Below is the program I used for the test. It prints (as expected):
Raise A
Event from A
Raise B
Event from B
Now, if we change first two lines of the Main to be:
A a = new B();
B b = new B();
the Program will print:
Raise A
Raise B
Event from B
which is also expected, as overriding event hides the private backing field in the base class and therefore events fired by the base class are not visible to clients of the derived class.
Now I am changing the same lines to:
B b = new B();
A a = b;
and the program starts printing:
Raise A
Raise B
Event from A
Event from B
What's going on?
class A
{
public virtual event EventHandler VirtualEvent;
public void RaiseA()
{
Console.WriteLine("Raise A");
if (VirtualEvent != null)
{
VirtualEvent(this, EventArgs.Empty);
}
}
}
class B : A
{
public override event EventHandler VirtualEvent;
public void RaiseB()
{
Console.WriteLine("Raise B");
if (VirtualEvent != null)
{
VirtualEvent(this, EventArgs.Empty);
}
}
}
class Program
{
static void Main(string[] args)
{
A a = new A();
B b = new B();
a.VirtualEvent += (s, e) => Console.WriteLine("Event from A");
b.VirtualEvent += (s, e) => Console.WriteLine("Event from B");
a.RaiseA();
b.RaiseB();
}
}
We have a single instance (of B) which has the following fields:
The call to a.RaiseA()
just prints "Raise A" - but nothing more, because the private field in A is null.
The call to b.RaiseB()
prints the remaining three lines, because the event has been subscribed to twice (once to print "Event from A" and once to print "Event from B").
Does that help?
EDIT: To make it clearer - think of the virtual event as a pair of virtual methods. It's very much like this:
public class A
{
private EventHandler handlerA;
public virtual void AddEventHandler(EventHandler handler)
{
handlerA += handler;
}
public virtual void RemoveEventHandler(EventHandler handler)
{
handlerA -= handler;
}
// RaiseA stuff
}
public class B : A
{
private EventHandler handlerB;
public override void AddEventHandler(EventHandler handler)
{
handlerB += handler;
}
public override void RemoveEventHandler(EventHandler handler)
{
handlerB -= handler;
}
// RaiseB stuff
}
Now is it clearer? It's not quite like that because as far as I'm aware you can't override just "part" of an event (i.e. one of the methods) but it gives the right general impression.
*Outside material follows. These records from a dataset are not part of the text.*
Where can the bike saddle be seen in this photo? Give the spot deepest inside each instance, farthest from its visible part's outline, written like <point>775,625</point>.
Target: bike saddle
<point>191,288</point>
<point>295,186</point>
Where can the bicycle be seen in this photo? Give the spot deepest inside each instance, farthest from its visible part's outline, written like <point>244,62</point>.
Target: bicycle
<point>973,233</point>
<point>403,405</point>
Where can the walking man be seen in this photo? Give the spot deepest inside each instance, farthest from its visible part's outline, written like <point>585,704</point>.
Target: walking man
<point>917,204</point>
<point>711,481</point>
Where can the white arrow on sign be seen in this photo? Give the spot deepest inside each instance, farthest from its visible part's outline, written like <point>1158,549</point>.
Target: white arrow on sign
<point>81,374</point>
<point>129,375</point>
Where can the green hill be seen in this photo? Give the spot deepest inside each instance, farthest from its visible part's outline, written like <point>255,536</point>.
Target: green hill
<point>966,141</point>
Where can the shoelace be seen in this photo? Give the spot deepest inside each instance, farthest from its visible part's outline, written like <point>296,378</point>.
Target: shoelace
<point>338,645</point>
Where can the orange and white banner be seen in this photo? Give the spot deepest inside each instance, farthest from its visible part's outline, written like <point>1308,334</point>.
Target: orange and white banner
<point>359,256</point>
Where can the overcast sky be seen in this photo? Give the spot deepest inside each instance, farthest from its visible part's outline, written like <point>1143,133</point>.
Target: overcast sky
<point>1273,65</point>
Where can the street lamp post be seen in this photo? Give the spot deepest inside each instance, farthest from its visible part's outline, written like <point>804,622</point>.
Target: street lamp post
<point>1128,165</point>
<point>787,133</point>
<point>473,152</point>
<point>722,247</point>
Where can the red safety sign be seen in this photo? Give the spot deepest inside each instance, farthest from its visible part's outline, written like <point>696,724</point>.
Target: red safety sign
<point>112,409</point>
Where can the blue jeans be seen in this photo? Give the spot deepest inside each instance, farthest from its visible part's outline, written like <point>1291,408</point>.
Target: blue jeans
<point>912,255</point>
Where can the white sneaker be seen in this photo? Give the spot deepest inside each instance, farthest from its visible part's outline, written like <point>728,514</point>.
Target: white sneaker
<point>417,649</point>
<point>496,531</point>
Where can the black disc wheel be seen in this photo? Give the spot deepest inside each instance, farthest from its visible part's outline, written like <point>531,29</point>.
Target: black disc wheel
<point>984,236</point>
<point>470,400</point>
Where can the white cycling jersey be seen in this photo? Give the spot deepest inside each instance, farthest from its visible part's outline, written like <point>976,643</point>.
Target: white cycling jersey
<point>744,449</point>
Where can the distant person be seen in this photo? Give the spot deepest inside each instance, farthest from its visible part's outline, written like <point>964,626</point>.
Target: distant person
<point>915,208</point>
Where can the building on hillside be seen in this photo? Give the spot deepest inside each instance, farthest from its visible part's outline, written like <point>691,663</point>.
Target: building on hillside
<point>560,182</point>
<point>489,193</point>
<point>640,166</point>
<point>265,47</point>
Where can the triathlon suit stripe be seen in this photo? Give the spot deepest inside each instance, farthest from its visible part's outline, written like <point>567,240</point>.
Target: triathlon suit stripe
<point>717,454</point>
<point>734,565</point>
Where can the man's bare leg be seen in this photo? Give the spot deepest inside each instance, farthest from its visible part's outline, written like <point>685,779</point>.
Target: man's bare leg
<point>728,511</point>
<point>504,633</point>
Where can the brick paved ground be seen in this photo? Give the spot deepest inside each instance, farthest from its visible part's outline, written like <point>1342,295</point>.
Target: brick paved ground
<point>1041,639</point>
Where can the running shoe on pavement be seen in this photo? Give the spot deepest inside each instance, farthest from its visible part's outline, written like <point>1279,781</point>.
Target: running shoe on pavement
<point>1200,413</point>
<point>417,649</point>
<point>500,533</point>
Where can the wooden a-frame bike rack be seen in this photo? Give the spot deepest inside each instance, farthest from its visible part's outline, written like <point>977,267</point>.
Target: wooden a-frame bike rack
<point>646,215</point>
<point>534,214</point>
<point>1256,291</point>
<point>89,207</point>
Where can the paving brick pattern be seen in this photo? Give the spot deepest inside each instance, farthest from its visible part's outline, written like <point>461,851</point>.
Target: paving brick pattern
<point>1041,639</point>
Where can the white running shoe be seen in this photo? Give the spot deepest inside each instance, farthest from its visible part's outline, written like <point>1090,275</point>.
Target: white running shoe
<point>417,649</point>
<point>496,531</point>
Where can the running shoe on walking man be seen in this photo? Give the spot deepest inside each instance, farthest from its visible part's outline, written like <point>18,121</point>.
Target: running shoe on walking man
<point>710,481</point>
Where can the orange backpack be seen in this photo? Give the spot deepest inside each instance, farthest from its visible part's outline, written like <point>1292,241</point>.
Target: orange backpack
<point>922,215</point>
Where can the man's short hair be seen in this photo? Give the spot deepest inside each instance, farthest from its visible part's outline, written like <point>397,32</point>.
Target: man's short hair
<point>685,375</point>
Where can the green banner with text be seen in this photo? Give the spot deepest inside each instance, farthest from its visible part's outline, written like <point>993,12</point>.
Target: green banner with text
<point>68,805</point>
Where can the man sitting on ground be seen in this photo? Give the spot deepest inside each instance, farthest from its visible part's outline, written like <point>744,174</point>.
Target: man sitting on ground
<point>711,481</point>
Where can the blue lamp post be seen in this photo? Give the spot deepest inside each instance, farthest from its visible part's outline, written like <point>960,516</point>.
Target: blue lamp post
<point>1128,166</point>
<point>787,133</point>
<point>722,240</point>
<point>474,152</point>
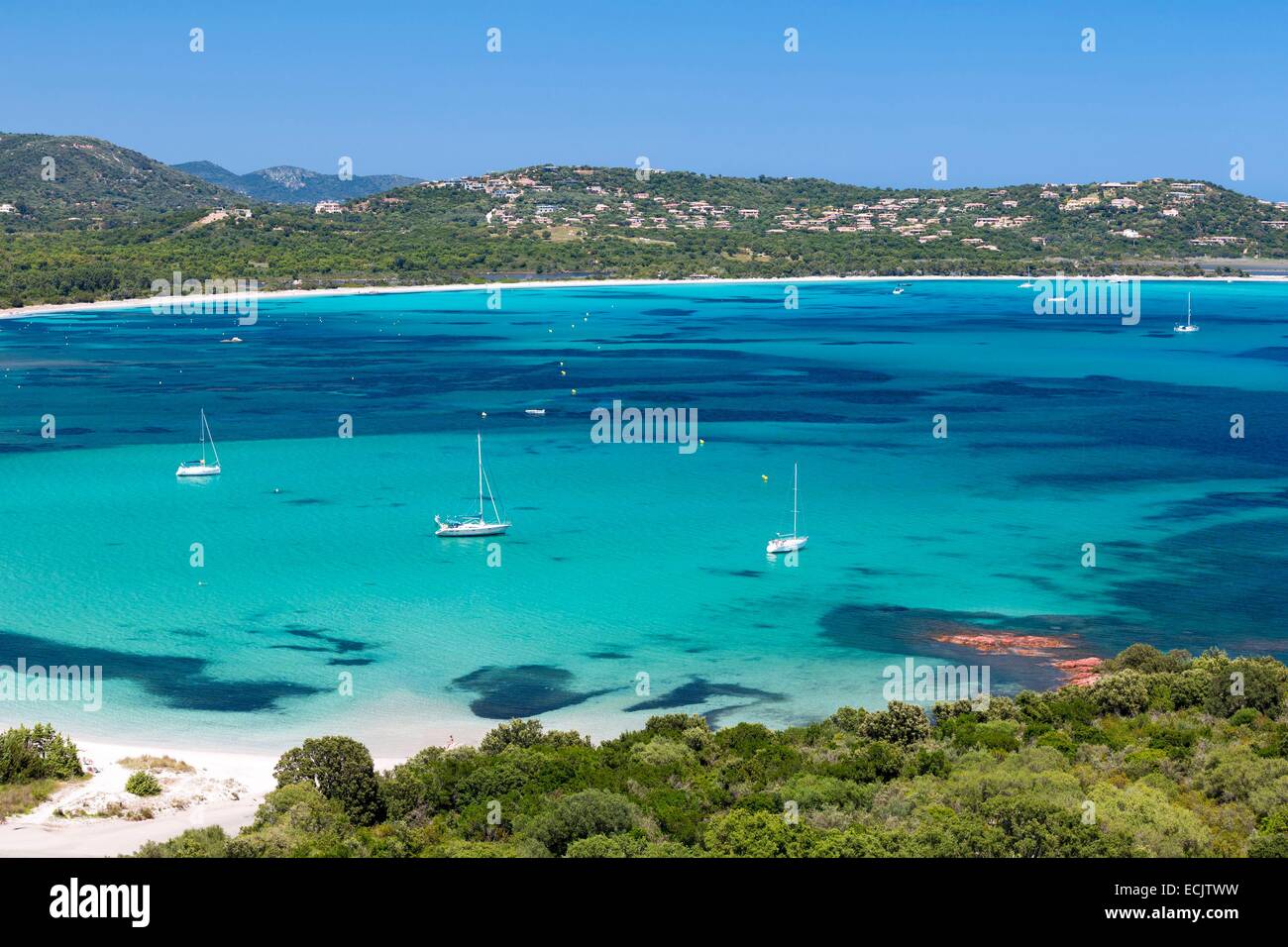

You hooked up two event handlers to the same event. Since A and B are pointing to the same object, when you call b.RaiseB() both event handlers get fired. So first you're calling RaiseA which is a basecalss method. That prints Raise A. It then doesn't actually fire off the event because it's null. Then, you're raising B but TWO handlers are hooked up to it, therefore it first prints Raise B, and when the event fires, both handlers get called.